Whether wine, beer, spirit, cider or hard seltzer, every alcoholic beverage label is required to show how much alcohol it contains. What can be confusing is the multitude of ways it can be written.
The two main methods for indicating the alcoholic content of a beverage are alcohol-by-volume (abv) and proof. In the United States, a spirit’s proof is simply double the abv. This means the liquid in a bottle of 90-proof bourbon is 45% abv, while a bottle of 151-proof rum is 75.5% abv.
So, where does proof come from and why do we still use it?
Most sources point to 16th century England, where higher taxes were levied on spirits above a certain strength. Without the tools to measure the exact alcohol level of a spirit easily and accurately, its strength was tested by a much simpler method: Will it catch fire? If the liquid was strong enough to burn (or ignite a gunpowder pellet soaked in it), it was considered proof that the bottle was strong enough to warrant the extra tax.

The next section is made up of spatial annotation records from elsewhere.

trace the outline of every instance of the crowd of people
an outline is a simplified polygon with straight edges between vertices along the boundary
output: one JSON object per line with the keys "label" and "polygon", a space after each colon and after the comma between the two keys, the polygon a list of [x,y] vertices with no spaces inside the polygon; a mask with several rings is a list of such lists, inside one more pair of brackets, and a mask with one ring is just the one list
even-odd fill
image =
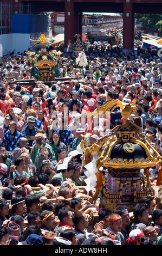
{"label": "crowd of people", "polygon": [[[94,42],[85,51],[86,66],[76,64],[75,52],[62,51],[59,75],[50,85],[23,84],[34,80],[25,52],[2,58],[0,245],[162,245],[162,209],[153,190],[129,212],[123,204],[99,207],[95,188],[85,189],[81,141],[89,147],[122,123],[118,108],[87,119],[108,100],[137,105],[129,118],[161,155],[162,58],[153,47],[141,48],[140,40],[135,47],[126,55]],[[160,185],[161,167],[150,172],[151,184]],[[99,221],[89,225],[95,212]]]}

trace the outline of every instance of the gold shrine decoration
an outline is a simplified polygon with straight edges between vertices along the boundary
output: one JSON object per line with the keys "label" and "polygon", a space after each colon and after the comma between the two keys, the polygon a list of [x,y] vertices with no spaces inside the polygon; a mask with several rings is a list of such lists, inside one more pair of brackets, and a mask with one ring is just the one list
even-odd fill
{"label": "gold shrine decoration", "polygon": [[37,40],[38,43],[41,44],[42,47],[44,47],[46,44],[48,42],[48,40],[46,38],[46,36],[43,34],[41,34],[40,38]]}

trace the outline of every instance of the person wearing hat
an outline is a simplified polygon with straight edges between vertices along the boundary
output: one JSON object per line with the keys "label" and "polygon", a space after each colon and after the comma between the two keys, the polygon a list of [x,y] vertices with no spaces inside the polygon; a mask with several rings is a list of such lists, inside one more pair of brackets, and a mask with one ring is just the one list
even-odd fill
{"label": "person wearing hat", "polygon": [[9,231],[7,227],[0,226],[0,245],[9,245]]}
{"label": "person wearing hat", "polygon": [[9,203],[5,199],[0,199],[0,226],[7,220],[10,212]]}
{"label": "person wearing hat", "polygon": [[22,149],[25,145],[29,144],[28,139],[25,137],[22,137],[20,139],[20,145],[15,148],[12,154],[12,164],[15,163],[15,160],[20,156],[22,153]]}
{"label": "person wearing hat", "polygon": [[115,240],[120,242],[121,245],[125,245],[126,242],[124,236],[121,233],[122,221],[119,214],[112,214],[108,218],[109,227],[107,229],[116,235]]}
{"label": "person wearing hat", "polygon": [[59,90],[56,93],[56,97],[53,100],[53,105],[54,107],[56,107],[60,102],[61,99],[62,99],[64,94],[64,92],[62,90]]}
{"label": "person wearing hat", "polygon": [[6,115],[4,118],[4,124],[0,126],[0,141],[2,142],[4,133],[9,129],[9,124],[11,121],[11,118],[9,115]]}
{"label": "person wearing hat", "polygon": [[30,234],[25,241],[21,243],[22,245],[43,245],[43,239],[36,234]]}
{"label": "person wearing hat", "polygon": [[22,134],[16,130],[16,123],[12,121],[9,124],[9,129],[5,132],[2,144],[4,145],[8,157],[12,160],[15,148],[20,146],[20,139]]}
{"label": "person wearing hat", "polygon": [[22,129],[22,137],[27,138],[29,141],[29,145],[32,146],[33,142],[35,140],[35,135],[38,128],[34,126],[36,121],[34,117],[29,116],[27,118],[28,125]]}
{"label": "person wearing hat", "polygon": [[3,186],[4,186],[4,180],[7,178],[7,171],[8,166],[5,163],[0,163],[0,182]]}
{"label": "person wearing hat", "polygon": [[140,242],[138,240],[141,237],[144,237],[144,232],[138,228],[131,231],[129,234],[129,237],[126,240],[126,241],[129,242],[129,245],[139,245]]}
{"label": "person wearing hat", "polygon": [[116,80],[121,80],[121,76],[119,74],[118,69],[114,69],[114,76],[115,76]]}

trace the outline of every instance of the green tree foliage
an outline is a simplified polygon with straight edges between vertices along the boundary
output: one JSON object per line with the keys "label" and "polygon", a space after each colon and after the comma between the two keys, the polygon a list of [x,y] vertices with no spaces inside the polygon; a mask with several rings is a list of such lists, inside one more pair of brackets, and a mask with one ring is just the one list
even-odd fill
{"label": "green tree foliage", "polygon": [[135,18],[137,24],[141,24],[146,29],[157,28],[162,25],[161,14],[136,14]]}

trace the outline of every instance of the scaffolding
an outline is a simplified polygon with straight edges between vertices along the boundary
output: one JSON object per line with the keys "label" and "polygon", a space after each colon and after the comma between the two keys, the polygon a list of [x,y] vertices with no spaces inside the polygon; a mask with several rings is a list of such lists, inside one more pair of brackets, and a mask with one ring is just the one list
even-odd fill
{"label": "scaffolding", "polygon": [[11,33],[11,5],[0,3],[0,34]]}

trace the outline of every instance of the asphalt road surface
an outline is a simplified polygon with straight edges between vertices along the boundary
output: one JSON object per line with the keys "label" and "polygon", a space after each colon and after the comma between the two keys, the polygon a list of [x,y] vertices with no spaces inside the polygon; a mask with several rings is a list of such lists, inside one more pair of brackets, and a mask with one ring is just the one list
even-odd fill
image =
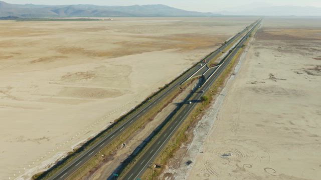
{"label": "asphalt road surface", "polygon": [[[255,25],[258,24],[259,22],[256,22],[257,23]],[[194,94],[194,96],[192,96],[192,99],[190,100],[189,101],[192,102],[199,102],[201,100],[201,97],[209,89],[215,80],[228,65],[239,49],[241,48],[241,46],[245,43],[250,32],[253,31],[255,26],[254,26],[251,29],[251,30],[242,38],[237,46],[234,48],[233,50],[222,60],[219,66],[215,69],[213,76],[210,76],[209,80],[206,82],[199,90],[192,92]],[[203,92],[201,92],[202,90],[204,90]],[[151,163],[165,146],[173,134],[184,122],[197,104],[195,102],[191,104],[186,103],[183,105],[180,110],[178,112],[178,115],[176,116],[172,120],[169,122],[170,123],[169,126],[166,126],[166,129],[162,132],[154,141],[153,141],[152,144],[144,151],[143,154],[136,160],[134,166],[120,179],[126,180],[139,180],[139,178],[142,175],[146,169],[151,165]]]}
{"label": "asphalt road surface", "polygon": [[[80,155],[75,158],[70,162],[68,163],[65,166],[61,168],[57,172],[55,173],[53,176],[51,176],[48,180],[65,180],[70,176],[76,170],[82,166],[84,166],[86,162],[93,157],[96,154],[99,152],[101,150],[106,146],[108,146],[113,140],[118,137],[119,135],[126,132],[126,130],[128,127],[134,123],[134,122],[146,113],[150,109],[152,108],[154,106],[156,105],[158,102],[161,102],[167,94],[172,92],[176,88],[178,88],[180,84],[185,82],[191,76],[198,72],[200,68],[203,68],[201,66],[201,64],[204,66],[209,62],[209,60],[215,57],[219,53],[221,50],[223,50],[227,46],[234,42],[234,40],[241,36],[243,32],[246,32],[247,30],[244,29],[241,32],[240,32],[234,37],[230,38],[227,41],[225,45],[222,45],[219,48],[211,54],[205,59],[207,60],[206,62],[199,62],[197,66],[194,66],[181,77],[178,78],[173,83],[170,84],[168,87],[163,90],[155,97],[152,98],[150,100],[147,102],[145,104],[143,105],[142,108],[139,110],[133,112],[131,114],[129,115],[131,118],[127,118],[125,120],[120,122],[119,126],[114,130],[111,131],[110,133],[104,135],[103,136],[100,137],[100,140],[98,140],[94,145],[90,146],[84,150]],[[192,104],[189,106],[194,106],[195,104]],[[41,179],[40,178],[40,179]]]}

A scale was created in which the number 100 was chosen as the “proof” at which a spirit would burn. Anything lower was exempt from the elevated tax.
This, of course, is a generally poor way to measure the amount of alcohol in a spirit. Combustibility depends on factors beyond abv, as anyone who’s ever lit a 90-proof whiskey on fire can attest. The temperature of the liquid plays an important part, too. Warmer liquid and ambient room temperate allow for more alcohol vapor to escape, increasing flammability. Absent a more scientific process, the “proof” of a liquid could change on warm day versus a cold one.
It does, however, explain why drinks like wine and beer were historically never referred to by their proof. They would never ignite and not be subject to the extra tax, so there was nothing to prove.
By the 19th century, more accurate techniques had been discovered to measure the amount of alcohol in a spirit, namely figuring out the liquid’s specific gravity, or density. As alcohol increases, spirits generally get lighter—this is how it’s possible to float different spirits on top of each other in cocktails. In England, this led to a “proof” spirit being officially defined as a one that was 12/13th the gravity of an equal volume of distilled water when measured at 11°C (51°F).
In other words, this amounted to about 57% abv being defined as a “100 proof” spirit in the United Kingdom.
If you find this math confusing, you’re not alone. Around 1848, the United States, seeking a simpler system, defined a spirit’s proof as simply double the alcohol percentage. Thus, stateside, 100 proof became synonymous with 50% abv, which is coincidentally around the same alcohol level that allows a spirit to easily ignite.
Meanwhile, a French chemist named Joseph-Louis Gay-Lussac found the arbitrary assigning of numbers by politicians setting tax standards to be inefficient, and in 1824 created his own system. For the French scale, measured in degrees, 100% alcohol was simply 100 proof, while plain water was 0 proof. In France, the proof was the abv.
Such it became that a bottle of liquor with 50% alcohol-by-volume could, at the same time, be designated as 100 proof in the U.S., 50 proof in France, and 87.6 proof in Britain.
Fast forwarding to modern times, Europe and the rest of the world has largely abandoned the convoluted proof system, and European Union guidelines came to require that the alcohol-by-volume be stated in percentage. In the U.S., the double-the-alcohol proof system is still used on some bottles, but it’s mostly a matter of tradition and only the abv is required to be listed by law.